Amen Skip...Amen. They were right about one thing ... it's not going "anywhere" including into a pipeline - unfortunately. While the Barnett Shale saw a re-appearance of the large lease bonus payments in 2008 that may not happen again. The one thing that wasn't fully present then and is now is the abundance of gas Shale plays all over this country.

Someone is going to need to bring some major demand online or take some major supply off the table to move NG prices up from here. Even then it's doubtfull that we'll ever see $20K to $30K/acre lease bonuses again....or even close to those numbers.

 

I'll say this, the next 10 years will be very interesting here in the HS and in the world of energy.

The lease payments that were made in 2008 were a once in a lifetime combination of $14+/Mcf natural gas, easy credit, Wall Street excess, etc.  $14 NG and easy credit are now gone, and the Prescott well that was drilled near Swan Lake effectively torpedoed any substantial HS drilling north of I-20 in Bossier Parish.  That well IP'ed at 5 million cubic feet per day and is now down to around 500,000 cubic feet per day.  There may come a day when the drillers have the technology to deal with the condensate that these northern fringe wells produce, but until that technology is created and NG prices are several times higher than we see now, don't expect much drilling or high lease bonuses in this area. 

I agree for sure that it was a combination of those things.
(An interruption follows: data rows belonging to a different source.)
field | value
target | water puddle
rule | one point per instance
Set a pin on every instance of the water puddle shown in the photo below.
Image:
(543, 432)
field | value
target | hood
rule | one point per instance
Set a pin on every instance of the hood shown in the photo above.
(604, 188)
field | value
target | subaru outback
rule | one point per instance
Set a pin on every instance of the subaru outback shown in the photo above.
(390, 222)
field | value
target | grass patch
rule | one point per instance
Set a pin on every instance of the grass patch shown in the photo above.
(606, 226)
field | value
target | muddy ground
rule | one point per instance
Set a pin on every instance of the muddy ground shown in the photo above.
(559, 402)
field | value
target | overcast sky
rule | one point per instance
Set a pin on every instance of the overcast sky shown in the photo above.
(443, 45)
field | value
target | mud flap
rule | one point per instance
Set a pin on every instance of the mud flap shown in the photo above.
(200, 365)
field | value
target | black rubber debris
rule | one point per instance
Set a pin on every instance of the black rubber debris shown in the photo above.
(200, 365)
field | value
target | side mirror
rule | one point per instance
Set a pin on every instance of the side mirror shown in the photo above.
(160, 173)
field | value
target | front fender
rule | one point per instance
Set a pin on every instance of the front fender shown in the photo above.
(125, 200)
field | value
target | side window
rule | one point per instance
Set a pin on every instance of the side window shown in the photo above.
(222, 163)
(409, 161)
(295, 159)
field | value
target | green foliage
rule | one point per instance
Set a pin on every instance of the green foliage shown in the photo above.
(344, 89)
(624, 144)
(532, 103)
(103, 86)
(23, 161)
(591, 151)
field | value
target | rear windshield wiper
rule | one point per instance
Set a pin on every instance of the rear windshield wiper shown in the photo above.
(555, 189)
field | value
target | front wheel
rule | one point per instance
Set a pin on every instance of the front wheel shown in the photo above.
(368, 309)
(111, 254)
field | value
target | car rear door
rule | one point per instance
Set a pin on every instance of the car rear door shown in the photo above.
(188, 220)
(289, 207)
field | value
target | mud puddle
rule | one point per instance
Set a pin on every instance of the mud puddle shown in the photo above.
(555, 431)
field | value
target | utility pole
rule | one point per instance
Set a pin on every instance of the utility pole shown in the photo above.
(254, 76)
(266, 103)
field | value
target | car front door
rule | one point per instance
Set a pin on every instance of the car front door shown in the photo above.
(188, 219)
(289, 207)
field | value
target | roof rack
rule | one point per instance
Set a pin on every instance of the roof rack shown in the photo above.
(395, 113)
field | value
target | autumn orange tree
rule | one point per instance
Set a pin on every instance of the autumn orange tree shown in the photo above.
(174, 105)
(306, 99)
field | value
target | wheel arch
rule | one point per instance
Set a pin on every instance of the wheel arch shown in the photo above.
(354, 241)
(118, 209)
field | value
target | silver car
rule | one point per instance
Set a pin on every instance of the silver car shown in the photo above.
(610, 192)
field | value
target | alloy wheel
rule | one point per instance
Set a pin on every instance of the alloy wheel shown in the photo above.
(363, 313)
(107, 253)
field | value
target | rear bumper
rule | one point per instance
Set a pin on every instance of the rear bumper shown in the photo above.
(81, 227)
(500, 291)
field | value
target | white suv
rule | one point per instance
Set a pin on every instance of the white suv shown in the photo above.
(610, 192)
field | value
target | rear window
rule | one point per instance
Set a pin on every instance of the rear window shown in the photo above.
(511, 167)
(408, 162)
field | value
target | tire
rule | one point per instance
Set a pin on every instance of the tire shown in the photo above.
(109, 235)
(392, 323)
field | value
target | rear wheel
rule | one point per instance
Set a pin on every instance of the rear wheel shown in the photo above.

Once in a lifetime ... not necessarily. Maybe for us it will be but over in the Barnett they  had seen lease bonuses that were stout five figures prior to the HS announcement. Then they went away and came back. Those people caught a second bounce. Will some of us here be that lucky? I think eventually maybe. Things change. Hopefully for the better. I'm not sure if this thought ever goes through any of your minds but it does mine - Isn't it ironic that the best assets in this play are being drilled and flowed down the pipeline at really low prices. Some sections even having multiple stems already. Yet, the fringe/sub-par assets wait to be drilled until prices rise and it becomes economicly sensible to drill and flow them. The folks with sub-par assets will likely get a higher price per mcf for their gas than those with the best assets that are flowing today.

 

I'm pretty sure the Conger well on HWY 80 was drilled after the Prescott wasn't it?  Is the Prescott well the one I'm thinking of behind Lakewood Subdivision? Looking at the production numbers it looks like the Conger well is starting out a good bit stronger than the Prescott Well. I just put the numbers into a spread sheet and found that after the first 5 months of reporting on SONRIS the Conger well has produced 382,983,000 cubic feet of NG as compared with the Prescott well at 262,303,000 cubic feet. So the Conger well has produced almost 121 million cubic feet more than that well in just the first 5 months. You know, that's the first time that I've done that comparison on those two wells. I think my outlook just perked up a bit. I'll be curious to see how the Conger well keeps flowing. So let's say they had their gas sold at $6/mcf during that time. 120,683MCF x $6= $724,098.00 extra in the first 5 months. That's $144,819.60 per month extra x 12 months = $1,737,835.00 extra in the first year if the difference was consistent over the course of the first year. Multiply that one year difference over the course of 8 stems total in a section and it's a difference of $13, 902,682.00 and that's just using the difference in production for the first year of each well if it was level across the board. So let's say they leased a section of 640 acres early in 2008 for $5000.00/ acre = $3.2 Million and then they come back and exercise their option at $5000.00/acre. Now they have a total of $6.4 Million dollars in the leasehold. That's paid for by just the difference in production with an excess of $7.5 Million. That difference would nearly pay for the first stem to HBP the leasehold. That's reason enough to re-up us vs. the leasehold up around the Prescott well.

 

Looks good on paper. I'll be watching my mailbox for a check from CHK between now and mid may. :-)

How soon before expiration do the Lessee's usually send out the checks if they're going to exercise their option?

 

Is it fair to say that the condensate wouldn't be such an issue if the overall volume was there?